While I was glad to see the industry rebound from receipts and attendance that were down upwards of 17% and 18% respectively over 2010 figures, I couldn’t help but feel a little skeptical upon seeing the news. Maybe I’ve just grown ambivalent to reading about bar setting box office results that are filled with qualifiers. For instance, the following sentence is from a Box Office Mojo story from this past weekend:
Playing on approximately 6,700 screens at 3,615 locations,”The Hangover Part II” delivered the top-grossing weekend ever ($85.9 million Friday-to-Sunday) for a live-action comedy, and it ranked second to “The Matrix Reloaded” among R-rated movies.
I’m not sure when the industry became so jaded that a praiseworthy USD $85.9 million dollar opening weekend needed to be puffed up further with adjectives like “top-grossing”. Especially when such adjectives have to be qualified with yet another hyphenated descriptor, “live-action comedy”.

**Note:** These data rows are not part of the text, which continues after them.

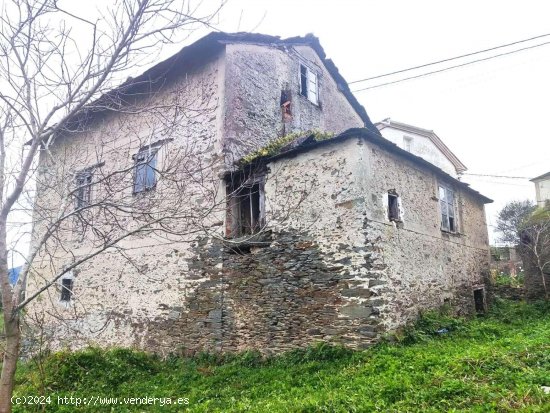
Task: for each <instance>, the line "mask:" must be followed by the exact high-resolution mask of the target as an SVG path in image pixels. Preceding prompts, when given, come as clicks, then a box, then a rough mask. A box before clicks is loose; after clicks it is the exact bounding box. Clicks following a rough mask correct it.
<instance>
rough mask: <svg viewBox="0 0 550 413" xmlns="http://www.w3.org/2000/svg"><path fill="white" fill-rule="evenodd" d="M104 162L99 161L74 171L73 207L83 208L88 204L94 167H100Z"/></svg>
mask: <svg viewBox="0 0 550 413" xmlns="http://www.w3.org/2000/svg"><path fill="white" fill-rule="evenodd" d="M104 165H105V162H99V163H98V164H96V165H92V166H89V167H87V168H84V169H81V170H80V171H77V172H76V173H75V178H74V182H75V190H74V197H75V209H80V208H84V207H86V206H88V205H90V203H91V201H92V199H93V192H92V187H93V185H94V182H93V178H94V173H95V169H96V168H101V167H102V166H104Z"/></svg>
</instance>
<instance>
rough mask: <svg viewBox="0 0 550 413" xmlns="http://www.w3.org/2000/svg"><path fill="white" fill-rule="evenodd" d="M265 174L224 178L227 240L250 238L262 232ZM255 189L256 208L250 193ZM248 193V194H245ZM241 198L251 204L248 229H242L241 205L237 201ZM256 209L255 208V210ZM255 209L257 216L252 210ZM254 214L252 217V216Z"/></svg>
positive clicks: (236, 176)
mask: <svg viewBox="0 0 550 413" xmlns="http://www.w3.org/2000/svg"><path fill="white" fill-rule="evenodd" d="M265 180H266V175H265V174H249V175H248V176H246V175H245V174H244V173H237V174H230V175H229V176H227V177H226V178H225V187H226V194H227V201H226V202H227V207H226V222H225V236H226V238H228V239H238V238H246V237H251V236H253V235H255V234H258V233H260V232H261V231H262V229H263V227H264V226H265ZM255 188H257V191H258V192H257V194H258V196H257V202H258V204H257V206H256V205H254V206H253V205H252V196H251V195H252V191H253V190H255ZM247 191H248V193H246V192H247ZM243 192H244V194H243ZM239 197H242V199H241V201H242V200H245V201H246V200H247V199H248V201H249V202H250V203H251V204H250V208H249V212H250V214H251V215H250V225H249V226H248V228H244V227H243V223H242V221H241V219H242V218H241V214H242V210H241V205H240V203H239V202H237V200H238V199H239ZM256 207H257V208H256ZM255 209H257V216H255V215H256V214H255V213H254V210H255ZM253 214H254V215H253Z"/></svg>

Not sure if the bit about “The Matrix Reloaded” adds any value either. Ratings aside, “The Matrix Reloaded” only made USD $6.4 million more than “The Hangover Part II” in its opening weekend. That’s a small difference of 6.35%. But when one takes into account that ticket prices were nearly 30% lower when “The Matrix Reloaded” was released in 2003, that means “The Hangover Part II” actually had 28% fewer audience members. Translation – even inflation couldn’t help launch “The Hangover” into first place because fewer people are attending movies.
Every time I read box office coverage that strains to turn the latest batch of receipts into some obscure industry shattering number I can’t help but think of how sportscaster Bob Costas lamented over all the records broken during Major League Baseball’s steroid era, referring to all those drug enhanced performances as historically meaningless.
Please don’t get me wrong. I’m ecstatic to see movies making enormous, healthy box office grosses. After all I work in this industry too. I would prefer however that such returns came on the back of an increased trend in moviegoing. Now that would be news worth reporting with a few extra adjectives.